Studio album by Ben Harper
- Released: June 17, 1997
- Genre: Alternative rock
- Length: 53:18
- Label: Virgin America
- Producer: Jean-Pierre Plunier

Ben Harper chronology
| Fight for Your Mind (1995) | The Will to Live (1997) | Burn to Shine (1999) |

Singles from The Will to Live
- "Faded" Released: 1997; "Jah Work" Released: 1997; "Glory & Consequence" Released: 1997; "Mama's Trippin'" Released: 1998;

= The Will to Live (Ben Harper album) =

The Will to Live is a 1997 album by Ben Harper, which showed his continuing folk-centric focus, while at the same time expanding on his rock talents. This was his third album, his second with the Innocent Criminals (uncredited), and was packaged with a special bonus CD in certain countries.

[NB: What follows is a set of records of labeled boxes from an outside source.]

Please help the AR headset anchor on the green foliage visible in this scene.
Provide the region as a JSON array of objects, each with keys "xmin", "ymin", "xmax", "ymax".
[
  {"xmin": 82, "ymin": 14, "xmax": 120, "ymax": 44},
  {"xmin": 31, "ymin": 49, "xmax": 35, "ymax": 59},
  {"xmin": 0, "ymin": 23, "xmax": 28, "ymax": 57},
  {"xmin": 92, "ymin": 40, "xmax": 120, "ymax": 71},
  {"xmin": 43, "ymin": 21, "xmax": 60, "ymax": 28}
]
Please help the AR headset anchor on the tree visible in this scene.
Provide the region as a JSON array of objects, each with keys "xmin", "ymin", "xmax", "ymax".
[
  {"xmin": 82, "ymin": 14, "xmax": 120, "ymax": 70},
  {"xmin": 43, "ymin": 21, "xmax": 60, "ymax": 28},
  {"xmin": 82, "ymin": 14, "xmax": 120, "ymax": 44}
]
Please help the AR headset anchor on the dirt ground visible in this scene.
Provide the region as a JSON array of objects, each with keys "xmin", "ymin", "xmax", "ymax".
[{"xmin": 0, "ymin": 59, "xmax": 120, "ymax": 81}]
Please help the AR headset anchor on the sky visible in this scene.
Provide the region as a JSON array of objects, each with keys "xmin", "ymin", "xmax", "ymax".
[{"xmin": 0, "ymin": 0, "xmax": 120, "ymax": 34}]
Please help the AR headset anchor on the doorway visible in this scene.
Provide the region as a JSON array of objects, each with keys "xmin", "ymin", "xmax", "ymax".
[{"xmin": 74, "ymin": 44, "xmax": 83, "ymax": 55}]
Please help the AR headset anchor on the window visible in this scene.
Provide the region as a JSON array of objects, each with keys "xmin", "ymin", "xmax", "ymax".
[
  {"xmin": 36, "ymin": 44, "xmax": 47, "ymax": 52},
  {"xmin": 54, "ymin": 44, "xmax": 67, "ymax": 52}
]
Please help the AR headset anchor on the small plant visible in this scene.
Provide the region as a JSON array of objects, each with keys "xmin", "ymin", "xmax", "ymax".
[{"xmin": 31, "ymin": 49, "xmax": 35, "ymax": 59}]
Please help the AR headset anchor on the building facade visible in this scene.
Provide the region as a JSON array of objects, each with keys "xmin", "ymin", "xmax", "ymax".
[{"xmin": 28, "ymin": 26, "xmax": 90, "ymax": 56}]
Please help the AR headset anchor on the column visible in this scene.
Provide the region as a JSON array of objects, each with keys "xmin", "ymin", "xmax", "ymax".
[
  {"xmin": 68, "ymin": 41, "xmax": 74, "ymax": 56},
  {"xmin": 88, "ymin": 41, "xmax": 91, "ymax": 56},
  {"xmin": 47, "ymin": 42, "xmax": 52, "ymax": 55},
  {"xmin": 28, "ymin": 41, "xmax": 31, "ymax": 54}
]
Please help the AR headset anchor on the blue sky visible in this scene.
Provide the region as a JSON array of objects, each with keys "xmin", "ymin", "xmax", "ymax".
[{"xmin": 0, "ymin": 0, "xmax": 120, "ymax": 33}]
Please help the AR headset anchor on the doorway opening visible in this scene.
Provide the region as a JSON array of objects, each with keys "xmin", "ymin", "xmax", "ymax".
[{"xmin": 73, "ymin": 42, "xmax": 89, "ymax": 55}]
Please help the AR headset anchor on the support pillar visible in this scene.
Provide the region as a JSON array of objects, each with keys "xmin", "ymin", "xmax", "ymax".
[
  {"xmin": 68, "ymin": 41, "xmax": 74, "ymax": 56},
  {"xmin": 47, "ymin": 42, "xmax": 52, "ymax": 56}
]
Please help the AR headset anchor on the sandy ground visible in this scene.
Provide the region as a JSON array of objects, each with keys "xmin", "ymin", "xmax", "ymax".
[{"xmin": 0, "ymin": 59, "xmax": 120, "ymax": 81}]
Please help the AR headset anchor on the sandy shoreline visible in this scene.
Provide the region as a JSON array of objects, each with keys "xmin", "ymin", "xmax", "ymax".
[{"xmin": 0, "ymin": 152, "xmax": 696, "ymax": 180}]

The album would yield Harper's first UK Singles Chart single, "Faded". To date, it remains his only UK single entry.

Professional ratings
Review scores
| Source | Rating |
| AllMusic | Star Half star |
| Chicago Tribune | (favorable) |
| Christgau's Consumer Guide | (neither) |
| Los Angeles Times | Star |
| Pitchfork Media | 7.2/10 |
| Rolling Stone | (mixed) |

==Track listing==
All songs written by Ben Harper, except as noted.
1. "Faded" – 4:48
2. "Homeless Child" – 3:51
3. "Number Three" – 1:43
4. "Roses from My Friends" – 6:23
5. "Jah Work" – 4:54
6. "I Want to Be Ready" – 4:02
7. "The Will to Live" – 4:57
8. "Ashes" – 3:52
9. "Widow of a Living Man" – 4:10
10. "Glory & Consequence" – 5:40
11. "Mama's Trippin'" (Harper, Jean-Pierre Plunier) – 3:45
12. "I Shall Not Walk Alone" – 5:13

==Personnel==
===Musicians===
- Ben Harper & The Innocent Criminals
- Ben Harper – vocals, guitars, Weissenborns, saz
- Juan Nelson – bass; background vocals (11)
- Dean Butterworth – drums

- Guest musicians
- Alan Anderson – guitar (1, 5)
- Eric Person – saxophone (8, 11)
- Patrick Brayer – fiddle (10, 12); mandolin (8)
- Rock Deadrick – percussion (2, 5, 11)
- Agnes Baddoo – background vocals (6)
- Amy Piatt – background vocals (6–8)
- String quartet (4):
  - Danielle Charles – violin
  - Brett Banducci – viola
  - Emily Wright – cello
  - Louis Allen – bass

===Production===
- Producer: J.P. Plunier
- Engineer: Todd Burke
- Assistant engineers: Erica Stephenson, Dann Thompson, Peter Doell
- Mixing: Eric Sarafin
- Mastering: Dave Collins
- Art direction: J.P. Plunier
- Design: Flavia Cureteu
- Photography: Annalisa, J.P. Plunier

==Charts==

Chart performance for The Will to Live
| Chart (1997) | Peak position |
|---|---|
| Australian Albums (ARIA) | 17 |
| Belgian Albums (Ultratop Flanders) | 24 |
| Belgian Albums (Ultratop Wallonia) | 33 |
| Canada Top Albums/CDs (RPM) | 75 |
| French Albums (SNEP) | 4 |
| New Zealand Albums (RMNZ) | 1 |
| Swiss Albums (Schweizer Hitparade) | 37 |
| UK Albums (Official Charts) | 87 |
| US Billboard 200 | 89 |

==Certifications==

Certifications for The Will to Live
| Region | Certification | Certified units/sales |
| Australia (ARIA) | Platinum | 70,000^{^} |
| Canada (Music Canada) | Gold | 50,000^{^} |
| France (SNEP) | Platinum | 300,000^{*} |
| Italy (FIMI) | Gold | 50,000^{*} |
| New Zealand (RMNZ) | Platinum | 15,000^{^} |
^{*} Sales figures based on certification alone. ^{^} Shipments figures based on certification alone.